Talking About Metadata and Application Profiles
Authors: DCMI Application Profile Interest Group.
Date: June 9, 2022
Documents in this project
- DCTAP Primer
- DCTAP Elements
- DCTAP Cookbook
- Framework for Talking About Metadata and Application Profiles (This document)
Introduction
It is hard to talk about application profiles because they are two degrees of abstraction removed from reality. Application profiles are about metadata. Metadata, in turn, is about things in the world that are being described.
The many technologies used for metadata today describe themselves in terms that may sound superficially similar while being based on subtly different concepts. Consider the many meanings of "class" or "type" or of our favorite: "schema" (see "How to confuse yourself and everyone else" below).

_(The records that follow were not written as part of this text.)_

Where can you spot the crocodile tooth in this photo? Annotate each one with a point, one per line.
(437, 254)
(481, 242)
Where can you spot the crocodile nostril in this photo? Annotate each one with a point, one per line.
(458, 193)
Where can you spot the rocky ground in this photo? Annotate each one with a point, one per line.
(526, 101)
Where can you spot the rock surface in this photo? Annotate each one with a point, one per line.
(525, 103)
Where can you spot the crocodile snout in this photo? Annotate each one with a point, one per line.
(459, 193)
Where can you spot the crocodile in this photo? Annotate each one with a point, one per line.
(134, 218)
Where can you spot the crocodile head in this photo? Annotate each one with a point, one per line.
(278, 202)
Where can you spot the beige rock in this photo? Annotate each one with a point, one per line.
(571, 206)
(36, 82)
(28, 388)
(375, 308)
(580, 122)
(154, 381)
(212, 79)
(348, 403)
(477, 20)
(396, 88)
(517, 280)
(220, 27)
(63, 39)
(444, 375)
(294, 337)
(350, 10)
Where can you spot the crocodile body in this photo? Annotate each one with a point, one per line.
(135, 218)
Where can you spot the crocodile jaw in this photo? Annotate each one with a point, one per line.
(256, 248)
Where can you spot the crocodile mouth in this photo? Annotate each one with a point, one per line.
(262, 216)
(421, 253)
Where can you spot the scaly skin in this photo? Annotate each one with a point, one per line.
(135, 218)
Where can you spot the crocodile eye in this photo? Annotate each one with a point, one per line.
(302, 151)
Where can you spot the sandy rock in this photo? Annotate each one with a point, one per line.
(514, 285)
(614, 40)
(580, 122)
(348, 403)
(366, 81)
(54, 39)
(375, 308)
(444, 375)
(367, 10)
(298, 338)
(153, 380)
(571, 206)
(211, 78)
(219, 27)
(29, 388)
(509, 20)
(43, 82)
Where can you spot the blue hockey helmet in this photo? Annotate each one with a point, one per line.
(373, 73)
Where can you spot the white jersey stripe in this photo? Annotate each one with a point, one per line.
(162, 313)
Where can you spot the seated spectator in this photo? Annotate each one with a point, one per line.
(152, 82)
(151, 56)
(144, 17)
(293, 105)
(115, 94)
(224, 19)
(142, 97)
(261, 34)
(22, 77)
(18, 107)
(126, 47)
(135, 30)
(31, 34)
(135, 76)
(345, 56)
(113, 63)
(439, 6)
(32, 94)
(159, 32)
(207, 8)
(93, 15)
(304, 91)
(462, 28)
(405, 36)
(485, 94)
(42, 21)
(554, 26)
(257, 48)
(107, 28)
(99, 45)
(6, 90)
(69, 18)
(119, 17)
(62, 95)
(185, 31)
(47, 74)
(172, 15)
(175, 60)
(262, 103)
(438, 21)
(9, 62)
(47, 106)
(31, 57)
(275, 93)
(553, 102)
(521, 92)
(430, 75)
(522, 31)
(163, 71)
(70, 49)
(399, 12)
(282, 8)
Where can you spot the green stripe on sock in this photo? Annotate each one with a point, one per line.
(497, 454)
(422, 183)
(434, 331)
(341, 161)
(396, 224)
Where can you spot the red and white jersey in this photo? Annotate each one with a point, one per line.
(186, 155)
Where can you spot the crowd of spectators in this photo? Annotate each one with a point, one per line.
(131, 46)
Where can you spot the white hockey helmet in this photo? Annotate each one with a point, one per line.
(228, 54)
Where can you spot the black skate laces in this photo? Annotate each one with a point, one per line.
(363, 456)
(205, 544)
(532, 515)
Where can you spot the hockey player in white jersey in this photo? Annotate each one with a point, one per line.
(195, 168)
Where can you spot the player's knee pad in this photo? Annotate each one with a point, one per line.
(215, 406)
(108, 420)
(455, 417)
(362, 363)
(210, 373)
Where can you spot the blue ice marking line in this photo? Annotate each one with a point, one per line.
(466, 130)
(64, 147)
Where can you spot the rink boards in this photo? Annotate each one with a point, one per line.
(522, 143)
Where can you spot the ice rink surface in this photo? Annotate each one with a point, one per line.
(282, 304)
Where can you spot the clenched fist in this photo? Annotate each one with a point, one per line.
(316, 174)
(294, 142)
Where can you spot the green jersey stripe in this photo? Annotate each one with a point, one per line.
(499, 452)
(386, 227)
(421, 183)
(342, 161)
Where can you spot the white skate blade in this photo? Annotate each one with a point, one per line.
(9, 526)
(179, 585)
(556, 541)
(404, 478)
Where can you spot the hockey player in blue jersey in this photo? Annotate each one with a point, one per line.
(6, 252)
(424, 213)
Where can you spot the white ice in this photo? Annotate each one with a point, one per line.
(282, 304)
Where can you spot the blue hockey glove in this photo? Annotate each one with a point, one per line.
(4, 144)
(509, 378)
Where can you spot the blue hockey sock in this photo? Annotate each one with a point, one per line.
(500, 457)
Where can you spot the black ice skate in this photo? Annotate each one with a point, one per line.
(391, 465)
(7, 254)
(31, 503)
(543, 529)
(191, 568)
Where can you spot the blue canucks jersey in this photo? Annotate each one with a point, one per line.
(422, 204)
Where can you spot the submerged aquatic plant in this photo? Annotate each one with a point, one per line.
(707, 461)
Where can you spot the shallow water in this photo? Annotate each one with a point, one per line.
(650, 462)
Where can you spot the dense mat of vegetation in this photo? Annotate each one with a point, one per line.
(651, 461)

This style guide presents the terminology we used in designing the DC Tabular Application Profiles model [DCTAP]. Every term here is used with multiple meanings elsewhere, but following this pattern consistently can help avoid (or at least resolve) potential confusion.
This terminology largely follows the Resource Description Framework (RDF) because RDF is the most widely recognized language for "graph metadata"—a modern approach to metadata that favors the ability to link or combine data from different sources on the basis of a generically interoperable model [RDF Primer]. Most metadata in the world is not natively expressed in RDF but can, in principle, be converted into RDF for the purpose of interoperability. Expression in RDF requires clarity about the things being described and their characteristics. The modeling discipline required by RDF makes for well-designed, interoperable metadata, and thus provides a good foundation for DC TAP.

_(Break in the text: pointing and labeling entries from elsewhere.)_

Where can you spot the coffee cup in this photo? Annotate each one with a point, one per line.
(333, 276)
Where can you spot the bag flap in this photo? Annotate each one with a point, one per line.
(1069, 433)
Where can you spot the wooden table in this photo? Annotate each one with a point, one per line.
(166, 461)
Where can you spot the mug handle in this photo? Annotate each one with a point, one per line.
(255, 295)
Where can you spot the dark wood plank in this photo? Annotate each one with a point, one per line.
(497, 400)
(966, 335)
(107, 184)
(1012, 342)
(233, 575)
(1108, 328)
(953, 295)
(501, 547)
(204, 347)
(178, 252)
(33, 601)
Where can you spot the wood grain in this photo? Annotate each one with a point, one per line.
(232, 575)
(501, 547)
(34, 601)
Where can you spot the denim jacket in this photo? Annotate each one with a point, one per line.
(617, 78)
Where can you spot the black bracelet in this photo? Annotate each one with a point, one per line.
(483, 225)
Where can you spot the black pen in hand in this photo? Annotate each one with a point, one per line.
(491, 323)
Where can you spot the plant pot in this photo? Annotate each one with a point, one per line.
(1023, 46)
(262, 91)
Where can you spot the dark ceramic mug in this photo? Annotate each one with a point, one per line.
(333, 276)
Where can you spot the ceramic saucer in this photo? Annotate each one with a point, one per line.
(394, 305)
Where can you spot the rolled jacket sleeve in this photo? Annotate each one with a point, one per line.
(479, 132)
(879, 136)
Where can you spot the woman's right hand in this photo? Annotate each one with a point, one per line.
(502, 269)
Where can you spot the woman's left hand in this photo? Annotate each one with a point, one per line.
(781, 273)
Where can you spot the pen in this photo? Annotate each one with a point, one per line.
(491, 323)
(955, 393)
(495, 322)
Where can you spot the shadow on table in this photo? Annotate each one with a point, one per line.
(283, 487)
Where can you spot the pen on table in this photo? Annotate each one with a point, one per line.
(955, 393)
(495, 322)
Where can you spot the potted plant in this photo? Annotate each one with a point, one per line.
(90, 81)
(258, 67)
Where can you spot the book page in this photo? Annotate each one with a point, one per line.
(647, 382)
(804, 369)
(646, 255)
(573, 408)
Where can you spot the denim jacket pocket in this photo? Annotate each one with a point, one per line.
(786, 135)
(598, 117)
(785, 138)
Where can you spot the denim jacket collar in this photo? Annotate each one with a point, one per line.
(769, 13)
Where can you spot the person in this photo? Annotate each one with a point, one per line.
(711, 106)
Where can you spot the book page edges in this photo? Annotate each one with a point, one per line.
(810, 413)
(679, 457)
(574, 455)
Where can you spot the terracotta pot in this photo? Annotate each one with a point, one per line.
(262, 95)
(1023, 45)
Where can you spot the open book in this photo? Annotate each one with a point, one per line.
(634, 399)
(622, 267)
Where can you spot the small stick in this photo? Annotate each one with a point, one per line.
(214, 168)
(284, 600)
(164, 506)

Orwell's rule 6 applies: "break any of these rules sooner than say anything outright barbarous".
The things being described
Entities exist in the real or imaginary world, they may be material, digital or purely conceptual. RDF calls them resources.
Entities have characteristics and relationships to other entities.
Entities may be grouped by shared characteristic or relationship, or by enumeration into types or classes of entity.
In RDF, entities and types of entity are identified with IRIs.
The metadata
Metadata instances describe entities. In the case of a conceptual enitity, the metadata may act as a definition. Metadata instances are composed of statements.
A statement in a metadata instance asserts a value for a single characteristic of a single entity or one relationship between it and another entity.
In RDF, as in natural languages, a statement has a subject, a predicate and an object.
The subject, is an identifier for the entity being described.
The predicate is an identifier for the characteristic or relationship in the statement.
The object is a description of the characteristic or an identifier for the related entity.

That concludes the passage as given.